Mia opened its new African galleries in the fall of 2013. Almost exactly four years later, French President Emmanuel Macron, speaking to university students in the former French colony now known as Burkina Faso, called for the speedy restitution “of African heritage to Africa.” The following year, Sarr and Savoy came out with their recommendations for returning objects. And a consortium of Nigerian representatives and European museum officials, called the Benin Dialogue Group, agreed to loan African art in Europe—including Benin Bronzes—to a new museum in Benin City, slated to open in 2021.

Any French restitution would require a change in law. And construction of the Benin museum has yet to begin—the opening has been pushed back to 2023. So far, only one African object, a sword from Senegal, has actually been returned—on loan from France for five years.

A view of the African galleries at the Minneapolis Institute of Art when they reopened in 2013.

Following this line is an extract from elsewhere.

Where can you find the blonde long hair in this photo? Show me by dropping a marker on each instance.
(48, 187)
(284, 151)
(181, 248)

But Grootaers is hopeful that a new understanding of African art, in which Africa is seen as dynamic and engaged with the world, can help bring about real decolonization. For too long, he says, the conversation around decolonizing has veered toward the extremes: accusations that all African objects in museums have been stolen or, on the other hand, that Africans wouldn’t take care of them if they were returned. The honest approach, says Grootaers, would be to work in good faith and ultimately acknowledge an entangled past.

“With colonialism, both countries are involved in the history,” he says, noting the history of Nigeria is also, at some point, the history of Britain, and vice versa. “It’s necessary to confront the past in a cooperative way.” Only then, he says, can both parties move forward.

Top image: British colonial forces with loot from the royal palace in Benin City during the Benin Punitive Expedition in 1897.